I glared at Asher’s back, fresh out of curses.

Halfway across the room Asher added, “Oh, and you remember how I said you’d know if I was tormenting you?

“Now you know.”

Brad was back.

I heard him long before I saw him, his bare feet padding against the cement floor. Not loud like Asher’s footfalls, which were sure and determined.

These were quiet. Sneaky.

I stiffened on the cot, where I lay with my back to him, still languishing. Infernari were hardy creatures, but we weren’t meant to be caged.

“Lana,” Brad whispered, “you awake?”

I didn’t answer him.

He flipped on the light.

Great Mother, that burned my eyes. I blinked several times, allowing my gaze to get used to it.

Moving slowly, I flipped over to face him. Even with the blanket Asher gave me, my joints hurt from the chill.
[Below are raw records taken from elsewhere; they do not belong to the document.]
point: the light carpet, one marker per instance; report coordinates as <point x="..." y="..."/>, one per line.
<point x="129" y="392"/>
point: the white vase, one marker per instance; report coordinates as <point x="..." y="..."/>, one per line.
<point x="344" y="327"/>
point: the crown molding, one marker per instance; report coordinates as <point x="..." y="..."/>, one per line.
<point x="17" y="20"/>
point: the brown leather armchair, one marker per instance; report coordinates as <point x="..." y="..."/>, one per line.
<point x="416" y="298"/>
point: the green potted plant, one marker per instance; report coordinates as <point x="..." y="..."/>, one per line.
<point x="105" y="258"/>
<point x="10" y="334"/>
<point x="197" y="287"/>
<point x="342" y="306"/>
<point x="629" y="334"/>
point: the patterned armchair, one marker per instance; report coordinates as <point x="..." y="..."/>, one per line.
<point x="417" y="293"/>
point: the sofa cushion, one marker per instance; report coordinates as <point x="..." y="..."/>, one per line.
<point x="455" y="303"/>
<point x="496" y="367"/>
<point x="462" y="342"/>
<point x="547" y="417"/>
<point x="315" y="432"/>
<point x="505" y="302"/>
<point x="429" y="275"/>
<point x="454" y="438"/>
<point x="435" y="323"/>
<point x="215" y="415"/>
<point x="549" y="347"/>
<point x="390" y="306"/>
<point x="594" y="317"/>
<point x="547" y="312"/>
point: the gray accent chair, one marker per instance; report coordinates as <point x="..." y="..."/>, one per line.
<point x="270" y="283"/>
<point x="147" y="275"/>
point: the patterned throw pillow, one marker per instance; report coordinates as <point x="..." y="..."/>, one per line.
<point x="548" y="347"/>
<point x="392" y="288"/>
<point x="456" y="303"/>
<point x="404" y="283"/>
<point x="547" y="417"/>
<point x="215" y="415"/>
Brad stood on the other side of the bars, clad in nothing except a flimsy pair of boxers. I shivered on his behalf. My eyes trailed over his exposed skin.

A very human plan was forming.

I took my time perusing him over before my eyes found his. “Did you come to keep me company?” I asked, my voice lower, huskier this time around.

He swallowed. Brad was looking at me that way again. Like he wanted to be my lover.

How very foreign these natives’ customs were when it came to mates. How very dissimilar they were to ours.